In PRESTO, patients were informed they could switch treatments if deemed clinically necessary during recruitment for those allocated to surgery or follow-up for those allocated a brace.
In ACTIVE patients had been ‘put off’ participation by a treatment being portrayed as more risky – this was perceived to undermine equipoise by suggesting a surgeon feels one treatment is better than another.
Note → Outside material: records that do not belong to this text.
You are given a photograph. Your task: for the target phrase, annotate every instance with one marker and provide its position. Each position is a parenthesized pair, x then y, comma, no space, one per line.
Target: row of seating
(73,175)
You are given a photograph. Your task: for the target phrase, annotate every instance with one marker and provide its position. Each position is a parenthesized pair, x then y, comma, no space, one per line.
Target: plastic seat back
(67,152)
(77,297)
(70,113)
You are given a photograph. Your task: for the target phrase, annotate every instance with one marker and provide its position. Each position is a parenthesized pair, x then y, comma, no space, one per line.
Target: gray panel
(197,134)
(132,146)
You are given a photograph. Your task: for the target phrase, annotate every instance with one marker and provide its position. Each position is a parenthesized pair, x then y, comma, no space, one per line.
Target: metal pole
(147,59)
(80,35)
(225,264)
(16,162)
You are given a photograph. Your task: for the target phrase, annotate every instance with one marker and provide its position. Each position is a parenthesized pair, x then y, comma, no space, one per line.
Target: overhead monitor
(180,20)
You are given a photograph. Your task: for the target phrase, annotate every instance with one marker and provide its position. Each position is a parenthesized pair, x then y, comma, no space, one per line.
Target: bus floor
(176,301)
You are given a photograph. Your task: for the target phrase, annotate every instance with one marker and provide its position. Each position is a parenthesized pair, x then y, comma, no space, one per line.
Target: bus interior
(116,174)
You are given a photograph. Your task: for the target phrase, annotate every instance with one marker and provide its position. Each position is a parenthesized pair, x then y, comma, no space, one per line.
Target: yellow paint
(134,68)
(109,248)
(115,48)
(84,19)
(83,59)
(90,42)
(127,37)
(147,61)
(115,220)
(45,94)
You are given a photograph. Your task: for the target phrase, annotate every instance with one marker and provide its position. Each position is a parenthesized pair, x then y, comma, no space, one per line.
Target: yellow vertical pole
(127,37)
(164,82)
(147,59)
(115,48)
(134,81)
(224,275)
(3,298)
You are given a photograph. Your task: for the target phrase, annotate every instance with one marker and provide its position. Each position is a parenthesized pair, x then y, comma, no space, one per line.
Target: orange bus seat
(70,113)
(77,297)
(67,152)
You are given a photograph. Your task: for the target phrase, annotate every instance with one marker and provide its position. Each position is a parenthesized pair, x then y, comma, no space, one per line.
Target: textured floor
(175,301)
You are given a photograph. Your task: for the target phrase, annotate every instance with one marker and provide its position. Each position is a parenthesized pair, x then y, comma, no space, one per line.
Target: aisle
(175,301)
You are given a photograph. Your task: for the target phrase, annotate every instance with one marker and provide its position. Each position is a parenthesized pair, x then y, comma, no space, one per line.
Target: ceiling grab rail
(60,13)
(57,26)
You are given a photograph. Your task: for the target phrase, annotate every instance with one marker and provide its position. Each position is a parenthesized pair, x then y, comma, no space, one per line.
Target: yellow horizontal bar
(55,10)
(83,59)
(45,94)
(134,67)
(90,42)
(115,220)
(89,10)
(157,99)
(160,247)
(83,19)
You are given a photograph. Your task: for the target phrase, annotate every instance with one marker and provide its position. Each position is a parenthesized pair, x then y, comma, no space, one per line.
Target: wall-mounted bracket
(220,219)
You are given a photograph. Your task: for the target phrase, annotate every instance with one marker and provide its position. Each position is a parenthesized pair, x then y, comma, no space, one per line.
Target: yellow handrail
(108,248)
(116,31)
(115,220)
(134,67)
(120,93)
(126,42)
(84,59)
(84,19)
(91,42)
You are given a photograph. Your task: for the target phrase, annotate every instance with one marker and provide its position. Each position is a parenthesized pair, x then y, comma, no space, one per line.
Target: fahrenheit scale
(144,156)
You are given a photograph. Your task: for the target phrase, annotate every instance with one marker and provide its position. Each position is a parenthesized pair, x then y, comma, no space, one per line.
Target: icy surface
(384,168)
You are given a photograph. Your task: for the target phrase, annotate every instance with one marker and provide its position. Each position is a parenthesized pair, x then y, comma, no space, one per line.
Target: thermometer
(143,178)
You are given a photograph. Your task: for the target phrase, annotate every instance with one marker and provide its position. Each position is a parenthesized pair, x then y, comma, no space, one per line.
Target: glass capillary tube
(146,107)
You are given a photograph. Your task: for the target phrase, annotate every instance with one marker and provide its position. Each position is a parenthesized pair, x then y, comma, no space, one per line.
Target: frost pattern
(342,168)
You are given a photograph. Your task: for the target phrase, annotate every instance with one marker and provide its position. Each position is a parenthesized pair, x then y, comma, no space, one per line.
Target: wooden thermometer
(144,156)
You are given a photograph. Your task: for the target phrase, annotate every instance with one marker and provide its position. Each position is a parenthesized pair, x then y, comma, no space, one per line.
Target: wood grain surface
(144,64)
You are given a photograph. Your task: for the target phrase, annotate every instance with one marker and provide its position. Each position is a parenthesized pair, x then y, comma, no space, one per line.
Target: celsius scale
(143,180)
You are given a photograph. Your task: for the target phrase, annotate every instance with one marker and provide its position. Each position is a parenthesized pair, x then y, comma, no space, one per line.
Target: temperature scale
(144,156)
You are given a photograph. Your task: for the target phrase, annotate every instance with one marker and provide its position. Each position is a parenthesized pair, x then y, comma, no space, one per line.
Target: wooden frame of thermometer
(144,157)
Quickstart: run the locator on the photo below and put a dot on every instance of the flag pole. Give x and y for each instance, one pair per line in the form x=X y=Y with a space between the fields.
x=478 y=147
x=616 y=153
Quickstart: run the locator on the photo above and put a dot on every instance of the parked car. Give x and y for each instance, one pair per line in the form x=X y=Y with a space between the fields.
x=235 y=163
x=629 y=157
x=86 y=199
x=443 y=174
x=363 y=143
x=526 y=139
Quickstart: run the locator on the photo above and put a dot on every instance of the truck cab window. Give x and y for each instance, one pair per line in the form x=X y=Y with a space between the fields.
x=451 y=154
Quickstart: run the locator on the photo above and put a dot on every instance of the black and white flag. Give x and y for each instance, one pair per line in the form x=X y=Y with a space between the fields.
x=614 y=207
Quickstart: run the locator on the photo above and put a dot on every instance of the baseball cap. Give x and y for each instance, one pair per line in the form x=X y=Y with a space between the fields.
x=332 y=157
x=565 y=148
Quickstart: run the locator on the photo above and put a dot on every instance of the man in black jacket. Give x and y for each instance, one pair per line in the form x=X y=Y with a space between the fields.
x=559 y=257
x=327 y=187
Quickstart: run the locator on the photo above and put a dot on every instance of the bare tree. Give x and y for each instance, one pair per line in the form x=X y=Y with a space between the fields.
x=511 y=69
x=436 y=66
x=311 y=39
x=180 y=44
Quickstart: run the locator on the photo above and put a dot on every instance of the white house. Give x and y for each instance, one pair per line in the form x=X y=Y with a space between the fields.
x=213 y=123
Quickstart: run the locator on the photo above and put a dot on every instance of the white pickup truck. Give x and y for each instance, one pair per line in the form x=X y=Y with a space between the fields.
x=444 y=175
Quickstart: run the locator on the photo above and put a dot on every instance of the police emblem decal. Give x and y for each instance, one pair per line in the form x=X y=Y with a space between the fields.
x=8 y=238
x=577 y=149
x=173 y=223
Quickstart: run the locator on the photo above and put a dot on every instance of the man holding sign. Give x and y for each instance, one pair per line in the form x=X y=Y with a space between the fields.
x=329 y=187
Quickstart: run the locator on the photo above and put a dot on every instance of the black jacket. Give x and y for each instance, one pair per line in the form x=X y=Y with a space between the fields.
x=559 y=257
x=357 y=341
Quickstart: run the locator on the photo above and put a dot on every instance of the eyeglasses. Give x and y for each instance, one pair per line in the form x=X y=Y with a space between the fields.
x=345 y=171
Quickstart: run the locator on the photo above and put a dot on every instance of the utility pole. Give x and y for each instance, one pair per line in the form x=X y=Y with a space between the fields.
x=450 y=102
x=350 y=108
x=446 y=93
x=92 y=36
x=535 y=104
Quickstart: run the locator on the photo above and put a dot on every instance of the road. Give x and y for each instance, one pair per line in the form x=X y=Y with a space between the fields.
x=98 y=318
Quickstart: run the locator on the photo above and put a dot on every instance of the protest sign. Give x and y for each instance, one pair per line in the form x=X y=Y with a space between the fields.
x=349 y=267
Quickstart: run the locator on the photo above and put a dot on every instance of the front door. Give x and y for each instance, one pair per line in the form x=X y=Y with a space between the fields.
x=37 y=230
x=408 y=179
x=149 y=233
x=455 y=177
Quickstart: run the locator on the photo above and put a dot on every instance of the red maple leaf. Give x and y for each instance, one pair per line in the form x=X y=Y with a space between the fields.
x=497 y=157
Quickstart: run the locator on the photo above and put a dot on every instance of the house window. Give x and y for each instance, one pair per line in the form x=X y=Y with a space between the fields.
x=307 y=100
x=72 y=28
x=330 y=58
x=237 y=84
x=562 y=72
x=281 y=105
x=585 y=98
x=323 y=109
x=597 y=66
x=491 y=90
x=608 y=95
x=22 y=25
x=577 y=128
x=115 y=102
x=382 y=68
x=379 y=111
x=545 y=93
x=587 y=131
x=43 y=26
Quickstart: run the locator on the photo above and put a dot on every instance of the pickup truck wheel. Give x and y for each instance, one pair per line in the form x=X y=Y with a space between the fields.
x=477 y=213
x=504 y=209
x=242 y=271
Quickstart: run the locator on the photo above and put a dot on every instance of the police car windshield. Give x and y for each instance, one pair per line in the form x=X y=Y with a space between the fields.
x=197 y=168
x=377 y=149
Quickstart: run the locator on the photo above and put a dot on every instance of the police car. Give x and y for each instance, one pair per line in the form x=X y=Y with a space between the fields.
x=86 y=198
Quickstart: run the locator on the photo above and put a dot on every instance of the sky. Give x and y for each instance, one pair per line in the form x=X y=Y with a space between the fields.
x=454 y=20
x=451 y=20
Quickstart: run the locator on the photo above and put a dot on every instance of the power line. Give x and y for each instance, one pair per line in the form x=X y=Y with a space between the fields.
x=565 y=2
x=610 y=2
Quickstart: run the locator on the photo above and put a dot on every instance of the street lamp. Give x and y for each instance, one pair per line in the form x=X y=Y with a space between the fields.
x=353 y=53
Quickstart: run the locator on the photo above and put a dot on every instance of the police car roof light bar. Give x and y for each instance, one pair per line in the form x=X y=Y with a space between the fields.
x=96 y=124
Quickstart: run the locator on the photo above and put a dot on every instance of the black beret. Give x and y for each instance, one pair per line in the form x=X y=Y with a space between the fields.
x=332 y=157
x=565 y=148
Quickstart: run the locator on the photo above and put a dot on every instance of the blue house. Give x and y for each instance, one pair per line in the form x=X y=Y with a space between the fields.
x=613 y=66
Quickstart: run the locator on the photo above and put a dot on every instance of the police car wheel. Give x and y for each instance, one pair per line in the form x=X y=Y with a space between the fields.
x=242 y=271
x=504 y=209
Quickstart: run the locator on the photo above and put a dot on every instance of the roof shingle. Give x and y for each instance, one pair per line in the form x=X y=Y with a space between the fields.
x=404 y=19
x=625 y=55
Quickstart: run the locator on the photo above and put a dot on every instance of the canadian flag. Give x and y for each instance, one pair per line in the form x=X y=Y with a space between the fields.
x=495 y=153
“We are guided by the computer, purely because both the treatment options are correct.” That makes them feel a little bit more in control, like if you say that one is better than the other, “Why am I being randomised then?” When you say to them that both the options are pretty equal, then they are happy and they know that there is always that opportunity to cross over, because you do say to them that, “If during the follow up process that we are treating you with a brace, if we believe that things aren’t going in the right way, then trial, no trial, we’ll switch you to whatever’s appropriate.” That is the good thing that the patients recognise, that their treatment is carrying on as it should be, whichever way the trial goes, whether you go in the trial or you don’t go in the trial, everything put together. I think that should reassure them that we are more trying to treat them appropriately rather than the trial. The trial comes second.” (PRESTO staff interview).